Since we are speaking about barriers when it comes to resources. Some people can’t afford mental health services, or their families can’t either. It bewilders me that it isn’t a critical mass of social workers who advocate for universal healthcare. This would reduce cost and give access to those who think therapy is just for the well-off people. Schools in black and brown low-income communities have more police officers than social workers, psychologists, and school nurses. Mental health breaks and outbursts in poor neighborhoods are treated as law enforcement issues versus requiring a trained mental health professional to de-escalate the situation and treat the individual.
Poverty alleviation programs that are not means-tested can be a great boom to those facing financial barriers and economic hardship, fueling countless individuals’ bouts of depression and anxiety. Especially low-income and working-class communities. Things like raising the federal minimum wage, making the PRO Act, and the right for workers to unionize the law of the land. All Americans have a four-day work week and six weeks of paid vacation. Paid maternity leave, plus my other recommended suggestions, will do wonders for all Americans and their peace of mind.
Insuring rural communities access to hospitals and mental health clinics would greatly help those seeking care. Internet access and improving our wifi infrastructure would permit rural communities where patients could have telehealth mental health services from a smartphone or laptop computer.

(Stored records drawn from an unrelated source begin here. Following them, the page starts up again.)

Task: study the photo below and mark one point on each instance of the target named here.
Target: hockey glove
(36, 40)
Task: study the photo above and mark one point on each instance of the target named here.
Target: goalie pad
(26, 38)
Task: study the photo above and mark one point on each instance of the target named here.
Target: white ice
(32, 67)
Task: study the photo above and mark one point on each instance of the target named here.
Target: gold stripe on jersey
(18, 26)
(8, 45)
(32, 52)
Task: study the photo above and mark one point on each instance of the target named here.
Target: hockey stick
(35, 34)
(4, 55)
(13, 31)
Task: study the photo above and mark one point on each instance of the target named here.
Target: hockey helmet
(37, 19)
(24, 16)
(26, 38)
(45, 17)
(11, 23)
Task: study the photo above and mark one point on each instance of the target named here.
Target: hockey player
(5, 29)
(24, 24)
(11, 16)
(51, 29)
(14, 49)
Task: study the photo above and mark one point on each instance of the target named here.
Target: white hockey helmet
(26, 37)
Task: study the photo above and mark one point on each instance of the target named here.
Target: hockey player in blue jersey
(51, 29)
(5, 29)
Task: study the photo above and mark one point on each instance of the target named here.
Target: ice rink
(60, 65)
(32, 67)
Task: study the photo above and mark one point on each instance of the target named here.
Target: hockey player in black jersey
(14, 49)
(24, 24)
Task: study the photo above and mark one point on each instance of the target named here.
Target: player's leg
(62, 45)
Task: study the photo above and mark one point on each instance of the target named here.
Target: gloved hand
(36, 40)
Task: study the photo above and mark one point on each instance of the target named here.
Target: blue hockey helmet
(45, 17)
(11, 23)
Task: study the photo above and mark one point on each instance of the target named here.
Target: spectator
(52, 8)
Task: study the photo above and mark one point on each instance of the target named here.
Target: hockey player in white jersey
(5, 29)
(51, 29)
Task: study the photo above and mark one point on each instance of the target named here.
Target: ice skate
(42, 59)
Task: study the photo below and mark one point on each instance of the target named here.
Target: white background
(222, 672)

Finally, about the mental health workers themselves. I’ve worked with military veterans who speak about their mental health care providers in hospitals and clinics not having the same experiences and cultural backgrounds. They find it hard to relate to someone from a more privileged or just plain different background than them. This isn’t always the case. But schools and universities should look to recruit people from culturally diverse communities. That includes recruiting those from the LGBTQ community and religious minorities too.

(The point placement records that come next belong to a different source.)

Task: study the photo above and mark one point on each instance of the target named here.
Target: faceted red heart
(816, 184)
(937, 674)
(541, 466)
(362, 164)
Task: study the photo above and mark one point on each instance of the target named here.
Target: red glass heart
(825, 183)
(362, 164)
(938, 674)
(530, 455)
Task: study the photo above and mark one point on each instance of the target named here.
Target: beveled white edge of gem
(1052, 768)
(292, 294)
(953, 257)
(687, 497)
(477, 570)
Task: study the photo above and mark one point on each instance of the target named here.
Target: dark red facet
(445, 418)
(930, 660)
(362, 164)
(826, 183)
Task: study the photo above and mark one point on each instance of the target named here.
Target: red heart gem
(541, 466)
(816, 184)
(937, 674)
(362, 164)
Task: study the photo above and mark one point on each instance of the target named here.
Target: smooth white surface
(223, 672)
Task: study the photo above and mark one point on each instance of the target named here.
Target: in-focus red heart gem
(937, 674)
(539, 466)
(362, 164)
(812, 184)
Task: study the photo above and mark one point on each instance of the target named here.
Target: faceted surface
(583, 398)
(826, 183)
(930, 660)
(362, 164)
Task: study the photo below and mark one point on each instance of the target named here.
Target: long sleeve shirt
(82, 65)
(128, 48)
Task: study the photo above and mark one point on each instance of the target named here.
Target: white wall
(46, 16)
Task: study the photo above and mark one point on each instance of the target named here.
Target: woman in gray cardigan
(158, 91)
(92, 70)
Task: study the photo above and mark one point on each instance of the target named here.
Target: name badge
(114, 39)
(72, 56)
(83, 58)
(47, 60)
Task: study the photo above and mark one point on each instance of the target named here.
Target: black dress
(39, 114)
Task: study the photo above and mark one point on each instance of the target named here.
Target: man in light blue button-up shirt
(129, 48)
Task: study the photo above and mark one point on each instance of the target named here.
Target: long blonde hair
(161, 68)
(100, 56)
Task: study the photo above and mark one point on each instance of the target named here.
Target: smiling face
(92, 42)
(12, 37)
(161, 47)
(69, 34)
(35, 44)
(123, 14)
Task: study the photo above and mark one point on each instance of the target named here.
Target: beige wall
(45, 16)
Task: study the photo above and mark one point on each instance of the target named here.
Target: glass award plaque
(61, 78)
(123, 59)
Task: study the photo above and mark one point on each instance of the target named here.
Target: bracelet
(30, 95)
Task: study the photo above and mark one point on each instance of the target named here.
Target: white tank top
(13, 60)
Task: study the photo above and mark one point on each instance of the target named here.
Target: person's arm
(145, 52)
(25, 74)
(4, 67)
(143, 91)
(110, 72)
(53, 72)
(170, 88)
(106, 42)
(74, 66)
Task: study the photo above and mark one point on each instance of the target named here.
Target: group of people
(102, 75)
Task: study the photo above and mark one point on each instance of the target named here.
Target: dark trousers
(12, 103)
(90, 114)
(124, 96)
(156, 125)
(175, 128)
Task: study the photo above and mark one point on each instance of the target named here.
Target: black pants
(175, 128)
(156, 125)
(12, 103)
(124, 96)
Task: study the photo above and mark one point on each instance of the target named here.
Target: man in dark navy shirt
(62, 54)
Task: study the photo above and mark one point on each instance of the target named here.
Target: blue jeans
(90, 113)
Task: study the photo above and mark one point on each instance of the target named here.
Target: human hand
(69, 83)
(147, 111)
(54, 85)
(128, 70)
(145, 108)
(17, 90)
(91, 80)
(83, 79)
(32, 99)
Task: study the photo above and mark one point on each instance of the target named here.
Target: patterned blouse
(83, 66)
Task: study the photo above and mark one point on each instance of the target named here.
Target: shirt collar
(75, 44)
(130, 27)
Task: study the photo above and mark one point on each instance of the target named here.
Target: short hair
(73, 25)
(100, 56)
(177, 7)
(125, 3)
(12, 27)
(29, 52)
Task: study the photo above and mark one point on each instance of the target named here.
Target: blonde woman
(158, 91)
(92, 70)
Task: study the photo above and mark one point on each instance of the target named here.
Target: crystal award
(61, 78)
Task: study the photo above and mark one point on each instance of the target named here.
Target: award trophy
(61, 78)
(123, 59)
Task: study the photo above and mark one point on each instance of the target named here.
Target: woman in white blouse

Cost hinders people from pursuing higher education. That means fewer people from diverse backgrounds entering the mental health fields. Canceling student loan debt and making public colleges and universities free for all will break down barriers for people in marginalized communities.

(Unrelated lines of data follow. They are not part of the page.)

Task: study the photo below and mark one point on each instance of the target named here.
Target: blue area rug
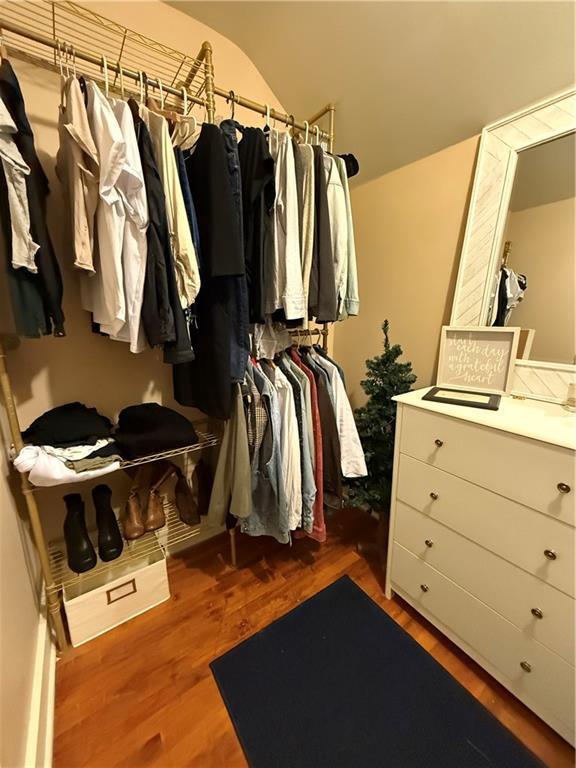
(336, 683)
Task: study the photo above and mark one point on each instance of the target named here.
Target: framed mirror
(518, 257)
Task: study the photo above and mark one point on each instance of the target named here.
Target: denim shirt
(269, 505)
(238, 296)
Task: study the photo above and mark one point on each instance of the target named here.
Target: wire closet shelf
(174, 534)
(66, 38)
(82, 39)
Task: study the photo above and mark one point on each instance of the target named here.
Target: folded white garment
(75, 452)
(45, 470)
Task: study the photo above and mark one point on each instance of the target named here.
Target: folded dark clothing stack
(150, 428)
(68, 425)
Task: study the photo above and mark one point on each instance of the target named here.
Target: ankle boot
(79, 549)
(155, 517)
(133, 522)
(110, 544)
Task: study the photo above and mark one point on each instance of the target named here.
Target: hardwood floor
(143, 694)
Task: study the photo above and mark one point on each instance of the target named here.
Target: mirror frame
(481, 255)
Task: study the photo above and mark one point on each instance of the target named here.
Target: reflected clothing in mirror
(509, 294)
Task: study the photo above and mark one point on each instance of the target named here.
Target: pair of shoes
(139, 521)
(79, 549)
(142, 517)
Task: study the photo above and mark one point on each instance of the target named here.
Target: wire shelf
(205, 440)
(76, 28)
(162, 541)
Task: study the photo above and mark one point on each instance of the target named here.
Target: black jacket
(162, 315)
(49, 281)
(322, 299)
(206, 383)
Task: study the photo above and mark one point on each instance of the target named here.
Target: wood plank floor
(143, 695)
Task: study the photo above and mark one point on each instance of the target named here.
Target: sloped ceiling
(408, 78)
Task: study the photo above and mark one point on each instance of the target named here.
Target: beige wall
(409, 226)
(19, 627)
(83, 366)
(543, 249)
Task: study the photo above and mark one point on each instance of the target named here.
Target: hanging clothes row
(31, 293)
(181, 241)
(510, 290)
(289, 442)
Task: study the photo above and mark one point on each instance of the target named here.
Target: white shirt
(103, 294)
(44, 470)
(352, 300)
(131, 188)
(77, 169)
(338, 227)
(284, 289)
(289, 446)
(15, 170)
(351, 453)
(185, 261)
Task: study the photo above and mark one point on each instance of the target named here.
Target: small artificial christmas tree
(376, 422)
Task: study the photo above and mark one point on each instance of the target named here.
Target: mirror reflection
(537, 281)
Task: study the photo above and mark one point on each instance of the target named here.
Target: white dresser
(482, 535)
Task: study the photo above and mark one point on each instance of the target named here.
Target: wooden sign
(474, 358)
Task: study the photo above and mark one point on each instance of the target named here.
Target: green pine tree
(376, 423)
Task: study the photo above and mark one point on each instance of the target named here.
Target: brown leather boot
(133, 523)
(155, 517)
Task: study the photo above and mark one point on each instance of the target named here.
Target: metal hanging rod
(60, 46)
(281, 117)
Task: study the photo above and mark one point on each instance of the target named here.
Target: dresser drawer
(548, 686)
(510, 591)
(522, 469)
(516, 533)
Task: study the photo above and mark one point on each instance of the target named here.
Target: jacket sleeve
(293, 294)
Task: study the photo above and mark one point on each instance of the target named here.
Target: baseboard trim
(40, 736)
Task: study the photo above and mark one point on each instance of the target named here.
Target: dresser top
(548, 422)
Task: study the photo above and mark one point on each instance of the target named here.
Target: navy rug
(336, 683)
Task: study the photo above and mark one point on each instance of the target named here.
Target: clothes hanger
(3, 48)
(185, 125)
(62, 76)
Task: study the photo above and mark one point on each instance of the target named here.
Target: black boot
(81, 555)
(110, 543)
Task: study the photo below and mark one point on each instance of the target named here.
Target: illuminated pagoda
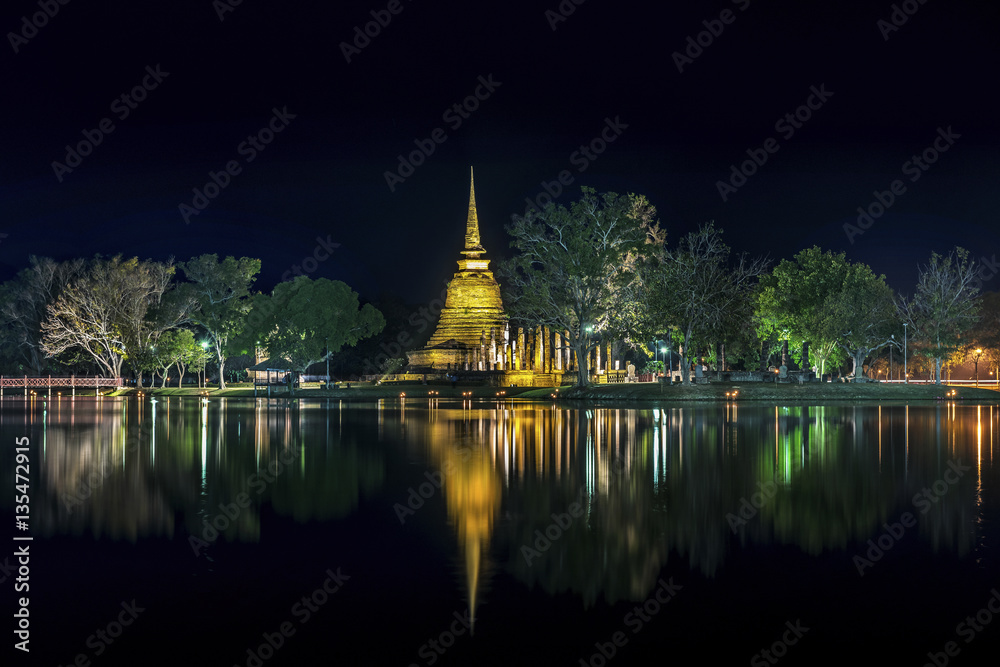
(471, 332)
(474, 338)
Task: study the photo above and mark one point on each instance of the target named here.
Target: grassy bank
(622, 392)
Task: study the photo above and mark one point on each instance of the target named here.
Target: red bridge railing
(25, 382)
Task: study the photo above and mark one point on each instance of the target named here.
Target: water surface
(426, 532)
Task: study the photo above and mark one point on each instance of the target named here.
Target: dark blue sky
(323, 176)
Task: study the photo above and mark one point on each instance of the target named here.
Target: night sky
(680, 115)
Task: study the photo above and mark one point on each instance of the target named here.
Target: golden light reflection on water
(653, 482)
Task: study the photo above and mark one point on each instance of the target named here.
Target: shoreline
(714, 392)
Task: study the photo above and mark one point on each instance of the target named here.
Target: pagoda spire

There is always the burnout factor for those who work in the mental health profession. Higher pay, greater paid vacation time, and sabbaticals could also address the burnout problem in the field. And mental health professionals need to vent and let off steam too. Someone must talk to those who help the most vulnerable in society. Therapy for the therapist would benefit those who serve their communities and their clients. You can’t help anyone without first helping yourself.
The point of this post is not to denigrate those in the mental health services. But to help us think outside the box. We can no longer ignore societal factors’ impact on mental health outcomes. It’s time we go beyond traditional mental health.